How can businesses see through the mixed messaging and best secure their future and their livelihoods and reduce money worries? It’s an extremely stressful time for many companies, and confusion over whether or not they can be covered can only cause more unnecessary stress.
Since it’s a new disease, most businesses will not be covered for business interruption due to COVID-19. In fact, the vast majority of policies do not cover anything related to COVID-19.
That said – don’t rule out the idea that you may be covered. There is a chance that you will be covered against COVID-19, but not know it. This is a very small chance, but your current cover may already protect your business against the consequences of coronavirus, and the nationwide response to it – though those with this cover are unlikely to realise it.
How Could I Be Covered?
Not everyone has business interruption insurance, as it’s not a legal requirement. It is entirely up to the policy holder to weigh up the benefits of having it, and their ability to trade should a disaster happen.
To be considered for cover for COVID-19, there are two types of policy extensions to your business interruption cover that can potentially cover you for this situation:
Infectious Disease Extension
Many policies expressly state which diseases fall within the realm of being an infectious or notifiable disease. If this is the case, your policy will not provide cover. As it is a new disease, these policies will not have included COVID-19.
Other infectious disease extension policies will define the disease with reference to the actions of the government. Since the UK Government has named COVID-19 as a notifiable disease throughout the UK, it is possible that your business may fall into this definition, thus meaning you may be able to make a claim.
However, again, it’s not always that simple. Many policies require the disease to have been on your premises, while others specify a radius from your premises in order to qualify.
Denial of Access Extension (non-damage)
Denial of Access Extension (non-damage) policies may cover you if you’re prevented from accessing your property. This could be due to an event, or by the actions of a competent authority, which could cause your business interruption cover to engage.
If covered by this clause, there are often very subtle differences in wording in your policy. This could depend on the insurer or policy. You may well be covered, but it will depend on your particular circumstances, and the specific policy wording.

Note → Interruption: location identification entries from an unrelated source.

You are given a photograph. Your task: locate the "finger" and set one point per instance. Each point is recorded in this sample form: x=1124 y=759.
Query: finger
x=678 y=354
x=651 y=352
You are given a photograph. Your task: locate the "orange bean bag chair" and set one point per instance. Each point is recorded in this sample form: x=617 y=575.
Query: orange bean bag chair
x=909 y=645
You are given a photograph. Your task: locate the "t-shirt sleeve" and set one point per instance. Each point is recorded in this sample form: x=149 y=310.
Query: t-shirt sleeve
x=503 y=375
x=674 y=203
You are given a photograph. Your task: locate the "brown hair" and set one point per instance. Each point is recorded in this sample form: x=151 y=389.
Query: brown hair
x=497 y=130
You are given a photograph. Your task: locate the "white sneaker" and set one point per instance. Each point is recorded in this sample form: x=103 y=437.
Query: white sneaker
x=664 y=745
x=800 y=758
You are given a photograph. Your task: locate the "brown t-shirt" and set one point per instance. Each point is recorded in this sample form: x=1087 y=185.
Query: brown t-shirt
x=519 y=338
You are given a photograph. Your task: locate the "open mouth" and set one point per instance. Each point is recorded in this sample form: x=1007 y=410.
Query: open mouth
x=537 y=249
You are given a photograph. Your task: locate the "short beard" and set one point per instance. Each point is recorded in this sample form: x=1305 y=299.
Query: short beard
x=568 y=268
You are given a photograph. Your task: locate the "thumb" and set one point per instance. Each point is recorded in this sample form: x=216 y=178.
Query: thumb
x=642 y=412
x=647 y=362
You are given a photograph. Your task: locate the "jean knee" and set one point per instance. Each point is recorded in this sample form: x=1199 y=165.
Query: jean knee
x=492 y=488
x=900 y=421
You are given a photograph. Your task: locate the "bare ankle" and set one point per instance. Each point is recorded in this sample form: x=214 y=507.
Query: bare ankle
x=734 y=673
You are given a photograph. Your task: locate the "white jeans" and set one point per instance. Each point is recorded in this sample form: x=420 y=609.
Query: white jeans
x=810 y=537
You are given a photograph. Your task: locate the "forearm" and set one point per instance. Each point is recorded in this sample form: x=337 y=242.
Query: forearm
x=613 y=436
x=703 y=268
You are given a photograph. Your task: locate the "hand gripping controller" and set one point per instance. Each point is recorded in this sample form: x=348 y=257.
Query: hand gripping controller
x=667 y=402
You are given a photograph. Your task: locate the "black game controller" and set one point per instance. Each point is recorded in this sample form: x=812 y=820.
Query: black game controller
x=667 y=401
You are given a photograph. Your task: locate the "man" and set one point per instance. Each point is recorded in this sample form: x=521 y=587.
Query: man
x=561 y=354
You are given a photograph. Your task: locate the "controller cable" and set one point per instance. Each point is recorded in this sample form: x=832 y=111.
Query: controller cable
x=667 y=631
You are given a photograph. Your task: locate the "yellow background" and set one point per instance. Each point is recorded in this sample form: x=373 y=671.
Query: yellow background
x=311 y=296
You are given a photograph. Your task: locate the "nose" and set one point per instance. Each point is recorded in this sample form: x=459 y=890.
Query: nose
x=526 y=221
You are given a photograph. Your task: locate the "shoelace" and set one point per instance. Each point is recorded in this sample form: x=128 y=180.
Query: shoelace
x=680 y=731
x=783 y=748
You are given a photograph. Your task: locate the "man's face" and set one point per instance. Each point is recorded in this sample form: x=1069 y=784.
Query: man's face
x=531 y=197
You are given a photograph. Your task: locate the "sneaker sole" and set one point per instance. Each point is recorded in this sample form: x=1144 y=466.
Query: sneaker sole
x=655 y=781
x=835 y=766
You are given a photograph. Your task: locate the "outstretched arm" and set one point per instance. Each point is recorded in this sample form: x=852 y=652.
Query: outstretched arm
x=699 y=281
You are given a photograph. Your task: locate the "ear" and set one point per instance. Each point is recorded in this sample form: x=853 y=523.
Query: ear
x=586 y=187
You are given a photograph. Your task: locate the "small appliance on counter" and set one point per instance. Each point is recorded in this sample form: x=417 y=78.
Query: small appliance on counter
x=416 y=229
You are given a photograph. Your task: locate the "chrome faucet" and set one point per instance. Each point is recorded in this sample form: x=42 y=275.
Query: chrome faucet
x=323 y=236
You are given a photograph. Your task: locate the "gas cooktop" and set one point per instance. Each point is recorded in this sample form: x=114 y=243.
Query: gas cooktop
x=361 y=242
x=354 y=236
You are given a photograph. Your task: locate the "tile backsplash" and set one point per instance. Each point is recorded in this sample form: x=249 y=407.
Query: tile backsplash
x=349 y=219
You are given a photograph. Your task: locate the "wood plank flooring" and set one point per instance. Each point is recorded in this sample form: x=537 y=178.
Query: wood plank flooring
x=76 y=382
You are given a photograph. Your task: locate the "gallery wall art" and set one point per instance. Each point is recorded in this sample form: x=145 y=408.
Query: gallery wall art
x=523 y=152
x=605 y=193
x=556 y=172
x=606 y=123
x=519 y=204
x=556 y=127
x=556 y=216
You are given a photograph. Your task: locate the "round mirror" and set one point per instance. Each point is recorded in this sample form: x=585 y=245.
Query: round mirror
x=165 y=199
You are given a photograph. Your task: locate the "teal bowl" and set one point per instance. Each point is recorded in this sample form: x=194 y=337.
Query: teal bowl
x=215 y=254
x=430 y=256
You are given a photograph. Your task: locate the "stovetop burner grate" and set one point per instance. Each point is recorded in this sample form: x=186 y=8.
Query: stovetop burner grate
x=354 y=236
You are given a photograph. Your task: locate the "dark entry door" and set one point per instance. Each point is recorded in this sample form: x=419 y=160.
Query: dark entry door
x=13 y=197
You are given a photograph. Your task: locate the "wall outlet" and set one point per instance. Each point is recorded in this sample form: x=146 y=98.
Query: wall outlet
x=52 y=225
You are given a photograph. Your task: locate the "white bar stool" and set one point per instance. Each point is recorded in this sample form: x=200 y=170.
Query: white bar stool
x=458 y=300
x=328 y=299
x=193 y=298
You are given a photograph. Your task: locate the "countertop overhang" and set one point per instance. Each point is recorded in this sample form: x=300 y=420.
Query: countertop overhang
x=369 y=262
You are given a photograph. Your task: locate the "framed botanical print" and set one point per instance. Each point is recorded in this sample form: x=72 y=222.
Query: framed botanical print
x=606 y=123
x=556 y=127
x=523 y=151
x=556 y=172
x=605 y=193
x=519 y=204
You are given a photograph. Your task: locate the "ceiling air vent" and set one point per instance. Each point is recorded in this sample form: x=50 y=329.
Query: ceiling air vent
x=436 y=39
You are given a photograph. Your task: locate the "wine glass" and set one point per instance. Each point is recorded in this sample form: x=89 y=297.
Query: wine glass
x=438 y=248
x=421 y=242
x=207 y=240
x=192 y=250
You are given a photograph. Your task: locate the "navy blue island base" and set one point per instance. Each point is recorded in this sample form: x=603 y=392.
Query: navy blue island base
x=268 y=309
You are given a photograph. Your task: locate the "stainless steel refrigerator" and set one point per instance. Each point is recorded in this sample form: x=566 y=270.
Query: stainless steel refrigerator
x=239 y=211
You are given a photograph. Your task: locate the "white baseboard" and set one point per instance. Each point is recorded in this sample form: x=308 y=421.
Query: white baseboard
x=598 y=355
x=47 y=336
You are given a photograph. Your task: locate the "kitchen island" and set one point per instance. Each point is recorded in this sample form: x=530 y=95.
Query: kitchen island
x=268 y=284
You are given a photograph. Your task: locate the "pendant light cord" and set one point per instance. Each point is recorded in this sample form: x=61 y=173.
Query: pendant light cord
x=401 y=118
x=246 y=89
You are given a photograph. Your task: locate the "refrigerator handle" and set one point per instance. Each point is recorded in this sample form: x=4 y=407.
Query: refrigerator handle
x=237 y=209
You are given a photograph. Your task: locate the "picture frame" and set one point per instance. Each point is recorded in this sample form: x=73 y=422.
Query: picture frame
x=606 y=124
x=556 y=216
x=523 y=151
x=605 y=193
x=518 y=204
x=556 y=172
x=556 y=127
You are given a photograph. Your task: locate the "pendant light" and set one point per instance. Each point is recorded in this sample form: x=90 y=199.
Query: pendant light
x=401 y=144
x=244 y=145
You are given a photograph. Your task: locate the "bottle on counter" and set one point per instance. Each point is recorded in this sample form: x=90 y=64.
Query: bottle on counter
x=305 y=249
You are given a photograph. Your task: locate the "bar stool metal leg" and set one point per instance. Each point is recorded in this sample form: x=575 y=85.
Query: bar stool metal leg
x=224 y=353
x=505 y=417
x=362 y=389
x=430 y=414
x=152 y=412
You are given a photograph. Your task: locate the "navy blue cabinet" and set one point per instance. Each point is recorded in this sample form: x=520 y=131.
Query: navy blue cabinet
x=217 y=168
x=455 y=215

It’s clear that the Government needs to do more in ensuring there is clear messaging for businesses, and to help the insurance market look after policy holders. This is an unprecedented situation, and with many people looking to claim on their insurance, we’re already seeing major delays which could have a domino impact.
People throughout the world are understandably facing all kinds of worries because of the current pandemic. Our ways of living have changed, and many business owners will not have experienced a situation like this in their life times. If you own a business and are unsure about whether you can claim for business interruption, or are confused about ambiguous wording, get in touch with a loss assessor.
These claims are not simple, but loss assessors will be experts in business interruption insurance, and will specialise in large and complex claims. They will be able to help and guide you along the way, check your wording and work on your behalf to make sure you get everything you are entitled to.